>>9882810The problem isn't inflation though. IT's shipping costs, delays (delays cost them money in terms of penalty fees and loss of revenue from not having out to release on time), material prices going up and fuel prices going up. PLUS worker costs going up (and factories being created, maybe).
Every one of these matter a hundred times more than inflation.
>>9881767GI Joe was always protrayed as slightly sci fi and i think going too sci-fi-ish actually turns people off, since people are inspired by real world conflicts. Sales dipped slightly at the end of the GI Joe vs Cobra line when they added the furries and robots. Pursuit of Cobra was pretty much perfect, since despite some futuristic designs, the weapons they were using were very much grounded. People like shit they can recognize, because they know what it can do.
This is something where media is very important, because only after watching/playing it, do they know how to paly with it. If Halo was just a toyline without a video game, movies, and books, it'd probably have existed as a single season toyline like so many forgotten 80s and 90s toys. It's just generic sci fi with sci fi guns designs that blend into one another but because of the games, people are arguing over the merits of whether the battle rifle is better than assault rifle.

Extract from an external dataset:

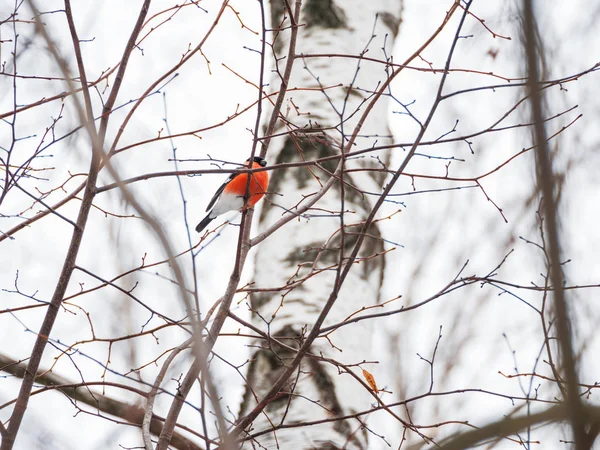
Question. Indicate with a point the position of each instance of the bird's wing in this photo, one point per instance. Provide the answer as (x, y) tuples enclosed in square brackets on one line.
[(219, 192)]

GI Joe itself was a hit, without any media in the 60s. The revamp in the 80s was also a hit, although it did have a niche media tie in with the comics, before the cartoon came out. There's a bunch of other popular military lines in the 80s, like the Corps. In the 00s, there was a fairly large market of articulated army toys by BBi, Unimax, and serveral others. All of these toylines had a slight sci fi theme, but most of them were just grounded, using known weapons and vehicles.